TOKYO, April 26 (Reuters) – Japanese shares ended higher on Tuesday, tracking Wall Street gains overnight, but concerns over the impact of China’s COVID-19 lockdown on domestic companies capped their rise.
The Nikkei share average gained 0.41% to close at 26,700.11. The broader Topix rose 0.11% to 1,878.51, after briefly entering negative territory earlier in the session.
Shanghai’s COVID-19 lockdown misery dragged into a fourth week, while orders for mass testing in Beijing’s biggest district sparked fears that the Chinese capital could be destined for a similar fate.

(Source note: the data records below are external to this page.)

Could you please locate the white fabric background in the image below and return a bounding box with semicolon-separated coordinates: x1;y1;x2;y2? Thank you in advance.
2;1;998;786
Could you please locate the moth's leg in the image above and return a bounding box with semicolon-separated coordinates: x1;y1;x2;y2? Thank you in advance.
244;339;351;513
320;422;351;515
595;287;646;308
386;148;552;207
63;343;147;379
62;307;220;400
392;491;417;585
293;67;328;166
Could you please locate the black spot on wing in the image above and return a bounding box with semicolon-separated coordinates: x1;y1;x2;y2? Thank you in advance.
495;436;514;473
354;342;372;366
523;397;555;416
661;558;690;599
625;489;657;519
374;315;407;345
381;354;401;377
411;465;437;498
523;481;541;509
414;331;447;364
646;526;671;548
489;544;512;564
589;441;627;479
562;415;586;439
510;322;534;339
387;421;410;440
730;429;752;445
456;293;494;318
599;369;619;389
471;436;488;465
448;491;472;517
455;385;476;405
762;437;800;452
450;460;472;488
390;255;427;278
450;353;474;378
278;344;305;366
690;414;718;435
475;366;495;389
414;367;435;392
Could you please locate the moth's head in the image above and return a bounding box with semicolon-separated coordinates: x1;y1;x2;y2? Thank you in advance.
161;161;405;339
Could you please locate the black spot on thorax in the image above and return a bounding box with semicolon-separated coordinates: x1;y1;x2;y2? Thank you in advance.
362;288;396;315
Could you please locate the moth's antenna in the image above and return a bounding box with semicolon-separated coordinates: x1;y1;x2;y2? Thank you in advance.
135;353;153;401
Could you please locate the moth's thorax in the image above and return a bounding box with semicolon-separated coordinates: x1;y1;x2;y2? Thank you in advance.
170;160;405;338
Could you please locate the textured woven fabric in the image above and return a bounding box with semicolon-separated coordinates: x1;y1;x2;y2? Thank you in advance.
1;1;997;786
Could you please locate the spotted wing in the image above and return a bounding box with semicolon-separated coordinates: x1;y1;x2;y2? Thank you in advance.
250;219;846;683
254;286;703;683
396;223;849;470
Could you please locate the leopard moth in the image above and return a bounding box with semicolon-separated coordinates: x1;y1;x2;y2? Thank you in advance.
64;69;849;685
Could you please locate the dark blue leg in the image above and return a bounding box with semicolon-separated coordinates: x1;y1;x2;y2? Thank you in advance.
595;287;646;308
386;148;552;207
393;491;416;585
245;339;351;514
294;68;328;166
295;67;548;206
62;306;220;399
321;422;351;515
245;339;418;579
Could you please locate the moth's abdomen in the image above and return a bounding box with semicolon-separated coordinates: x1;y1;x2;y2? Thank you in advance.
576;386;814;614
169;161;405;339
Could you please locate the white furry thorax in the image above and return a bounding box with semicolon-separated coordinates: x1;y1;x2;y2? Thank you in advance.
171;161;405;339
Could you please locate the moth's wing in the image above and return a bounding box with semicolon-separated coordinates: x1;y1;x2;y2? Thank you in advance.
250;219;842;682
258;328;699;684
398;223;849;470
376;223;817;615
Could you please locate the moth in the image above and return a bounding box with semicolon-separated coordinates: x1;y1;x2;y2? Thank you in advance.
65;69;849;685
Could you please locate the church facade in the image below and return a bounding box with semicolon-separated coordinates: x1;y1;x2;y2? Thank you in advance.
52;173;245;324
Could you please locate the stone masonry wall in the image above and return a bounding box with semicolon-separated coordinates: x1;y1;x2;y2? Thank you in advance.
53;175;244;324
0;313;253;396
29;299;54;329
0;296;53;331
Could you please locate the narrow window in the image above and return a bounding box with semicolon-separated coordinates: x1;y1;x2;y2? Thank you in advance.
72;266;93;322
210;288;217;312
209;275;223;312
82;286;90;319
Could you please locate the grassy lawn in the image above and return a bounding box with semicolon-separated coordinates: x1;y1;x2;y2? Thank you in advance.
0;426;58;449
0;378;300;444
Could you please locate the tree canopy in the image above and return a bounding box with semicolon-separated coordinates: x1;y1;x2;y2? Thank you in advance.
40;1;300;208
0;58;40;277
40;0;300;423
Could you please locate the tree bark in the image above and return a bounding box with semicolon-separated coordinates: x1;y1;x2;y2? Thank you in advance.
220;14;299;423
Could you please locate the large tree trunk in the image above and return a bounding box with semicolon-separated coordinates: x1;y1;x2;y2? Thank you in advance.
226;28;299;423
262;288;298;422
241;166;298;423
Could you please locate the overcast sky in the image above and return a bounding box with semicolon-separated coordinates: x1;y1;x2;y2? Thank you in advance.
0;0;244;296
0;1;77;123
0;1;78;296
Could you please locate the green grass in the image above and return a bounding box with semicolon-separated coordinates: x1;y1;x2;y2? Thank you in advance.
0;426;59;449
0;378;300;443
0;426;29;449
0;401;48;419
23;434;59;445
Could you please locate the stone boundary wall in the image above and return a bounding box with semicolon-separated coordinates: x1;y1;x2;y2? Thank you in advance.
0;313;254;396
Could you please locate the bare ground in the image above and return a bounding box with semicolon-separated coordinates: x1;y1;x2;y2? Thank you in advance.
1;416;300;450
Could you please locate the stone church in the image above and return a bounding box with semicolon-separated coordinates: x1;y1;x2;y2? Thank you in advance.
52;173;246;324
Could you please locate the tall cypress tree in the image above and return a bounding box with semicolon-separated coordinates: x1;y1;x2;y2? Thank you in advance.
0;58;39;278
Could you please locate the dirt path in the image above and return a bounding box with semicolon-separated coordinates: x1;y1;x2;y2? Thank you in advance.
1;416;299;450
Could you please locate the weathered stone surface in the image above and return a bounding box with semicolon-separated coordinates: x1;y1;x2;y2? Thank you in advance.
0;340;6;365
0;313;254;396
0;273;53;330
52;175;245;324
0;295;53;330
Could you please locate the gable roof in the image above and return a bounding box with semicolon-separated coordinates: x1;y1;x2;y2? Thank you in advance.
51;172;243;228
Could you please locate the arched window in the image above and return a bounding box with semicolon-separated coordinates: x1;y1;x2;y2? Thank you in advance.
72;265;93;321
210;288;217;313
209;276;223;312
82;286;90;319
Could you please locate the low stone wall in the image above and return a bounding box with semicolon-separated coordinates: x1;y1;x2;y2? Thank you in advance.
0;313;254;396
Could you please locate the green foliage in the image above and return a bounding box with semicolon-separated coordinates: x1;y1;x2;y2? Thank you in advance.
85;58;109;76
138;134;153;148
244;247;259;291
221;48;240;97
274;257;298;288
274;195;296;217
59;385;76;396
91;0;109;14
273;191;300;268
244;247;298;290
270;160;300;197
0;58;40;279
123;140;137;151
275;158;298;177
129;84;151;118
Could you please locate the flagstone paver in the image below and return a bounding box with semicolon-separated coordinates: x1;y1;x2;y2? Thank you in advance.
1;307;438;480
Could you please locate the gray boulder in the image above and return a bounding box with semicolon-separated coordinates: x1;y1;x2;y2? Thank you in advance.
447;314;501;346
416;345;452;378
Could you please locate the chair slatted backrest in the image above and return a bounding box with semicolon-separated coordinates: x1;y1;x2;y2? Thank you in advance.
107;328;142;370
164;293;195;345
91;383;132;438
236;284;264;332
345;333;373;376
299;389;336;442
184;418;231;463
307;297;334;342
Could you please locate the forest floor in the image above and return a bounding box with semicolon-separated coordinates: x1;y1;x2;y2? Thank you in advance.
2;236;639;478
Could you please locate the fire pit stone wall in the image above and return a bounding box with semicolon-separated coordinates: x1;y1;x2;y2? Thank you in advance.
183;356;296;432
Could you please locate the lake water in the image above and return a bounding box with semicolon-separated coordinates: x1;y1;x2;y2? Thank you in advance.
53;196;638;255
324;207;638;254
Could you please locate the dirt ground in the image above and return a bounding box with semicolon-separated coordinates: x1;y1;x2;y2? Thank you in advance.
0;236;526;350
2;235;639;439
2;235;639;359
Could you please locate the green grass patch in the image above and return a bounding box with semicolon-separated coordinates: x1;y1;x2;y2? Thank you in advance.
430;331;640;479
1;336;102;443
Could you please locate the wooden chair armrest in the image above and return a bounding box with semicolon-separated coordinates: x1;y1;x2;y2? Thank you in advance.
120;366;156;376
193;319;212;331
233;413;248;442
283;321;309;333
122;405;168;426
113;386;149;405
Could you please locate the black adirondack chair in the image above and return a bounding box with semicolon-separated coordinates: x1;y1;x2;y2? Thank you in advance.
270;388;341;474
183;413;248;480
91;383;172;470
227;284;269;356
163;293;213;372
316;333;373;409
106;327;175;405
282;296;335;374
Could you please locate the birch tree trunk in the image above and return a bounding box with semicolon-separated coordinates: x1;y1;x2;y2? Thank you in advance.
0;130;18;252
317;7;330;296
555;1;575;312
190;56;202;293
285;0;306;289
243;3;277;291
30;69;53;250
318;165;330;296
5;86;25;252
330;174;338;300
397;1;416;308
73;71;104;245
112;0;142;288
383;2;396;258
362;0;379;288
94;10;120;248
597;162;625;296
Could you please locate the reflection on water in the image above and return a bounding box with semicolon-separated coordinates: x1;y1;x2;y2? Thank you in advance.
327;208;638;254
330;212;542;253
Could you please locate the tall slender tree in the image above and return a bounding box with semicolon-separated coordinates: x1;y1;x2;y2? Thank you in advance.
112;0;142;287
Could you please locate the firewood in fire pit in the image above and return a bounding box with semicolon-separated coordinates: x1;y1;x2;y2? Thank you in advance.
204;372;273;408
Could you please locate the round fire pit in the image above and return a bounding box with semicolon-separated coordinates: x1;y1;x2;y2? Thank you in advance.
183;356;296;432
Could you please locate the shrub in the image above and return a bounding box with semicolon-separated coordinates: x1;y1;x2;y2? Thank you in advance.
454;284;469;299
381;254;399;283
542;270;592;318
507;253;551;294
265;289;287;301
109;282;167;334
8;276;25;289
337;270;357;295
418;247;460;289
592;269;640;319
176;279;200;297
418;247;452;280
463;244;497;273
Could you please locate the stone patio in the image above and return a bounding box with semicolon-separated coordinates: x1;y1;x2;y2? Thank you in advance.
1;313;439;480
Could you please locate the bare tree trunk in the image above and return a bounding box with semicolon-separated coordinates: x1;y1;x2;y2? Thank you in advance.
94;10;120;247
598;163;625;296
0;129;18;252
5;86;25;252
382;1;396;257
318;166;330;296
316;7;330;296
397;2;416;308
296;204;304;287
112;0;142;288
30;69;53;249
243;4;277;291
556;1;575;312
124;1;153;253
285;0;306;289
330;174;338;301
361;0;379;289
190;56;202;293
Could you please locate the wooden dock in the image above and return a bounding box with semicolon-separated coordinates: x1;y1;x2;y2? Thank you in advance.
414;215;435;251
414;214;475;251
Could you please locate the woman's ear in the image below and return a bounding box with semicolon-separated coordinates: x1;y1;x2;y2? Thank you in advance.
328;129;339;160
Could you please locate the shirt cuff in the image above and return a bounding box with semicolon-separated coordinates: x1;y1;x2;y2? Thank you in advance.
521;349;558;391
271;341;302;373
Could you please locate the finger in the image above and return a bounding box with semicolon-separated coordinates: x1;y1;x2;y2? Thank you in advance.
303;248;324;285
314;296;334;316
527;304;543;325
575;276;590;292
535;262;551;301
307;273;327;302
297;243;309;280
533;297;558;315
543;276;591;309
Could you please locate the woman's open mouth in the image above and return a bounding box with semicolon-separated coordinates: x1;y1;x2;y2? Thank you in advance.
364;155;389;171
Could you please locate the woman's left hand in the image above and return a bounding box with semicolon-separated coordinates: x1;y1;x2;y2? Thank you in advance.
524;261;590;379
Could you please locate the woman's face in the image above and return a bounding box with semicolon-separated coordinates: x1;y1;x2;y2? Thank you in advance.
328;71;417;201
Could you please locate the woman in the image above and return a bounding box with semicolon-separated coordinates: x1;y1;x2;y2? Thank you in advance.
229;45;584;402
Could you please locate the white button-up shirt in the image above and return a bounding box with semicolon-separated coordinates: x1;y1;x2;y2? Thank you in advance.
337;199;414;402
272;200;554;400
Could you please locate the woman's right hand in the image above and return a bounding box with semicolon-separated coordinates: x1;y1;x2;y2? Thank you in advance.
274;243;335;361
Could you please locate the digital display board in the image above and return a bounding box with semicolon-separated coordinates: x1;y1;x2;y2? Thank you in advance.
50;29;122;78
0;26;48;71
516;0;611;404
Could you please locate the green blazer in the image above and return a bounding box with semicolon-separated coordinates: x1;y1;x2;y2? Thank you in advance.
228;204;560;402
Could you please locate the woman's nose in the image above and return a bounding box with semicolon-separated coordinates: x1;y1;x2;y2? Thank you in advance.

“Investors were cautious about the impact of possible China’s economic slowdown on Japanese companies, as now there is a possibility that Beijing could be locked down,” said Tomoichiro Kubota, senior market analyst at Matsui Securities.
“Today’s market rose thanks to the gains on Wall Street and falling U.S. Treasury yields.”
Technology investor SoftBank Group provided the biggest boost to the Nikkei, rising 4.13%, followed by medical services platform M3, which jumped 5.04%. Chip-testing equipment maker Advantest rose 2.28%.
Fujitsu rose 2.17% after a report said the computer maker was weighing a sale of it scanning business to office equipment maker Ricoh, which fell 1.08%.
Canon Marketing Japan jumped 7.00% after the sales arm of camera maker Canon raised its profit outlook.
Sumitomo Metal Mining tumbled 6.83%, and was the biggest loser on the Nikkei, after the miner and smelter said it would discontinue a long-running feasibility study on a nickel processing plant project in Pomalaa, Indonesia.
The volume of shares traded on the Tokyo Stock Exchange’s main board was 1.08 billion, compared to the past 30-day average of 1.22 billion.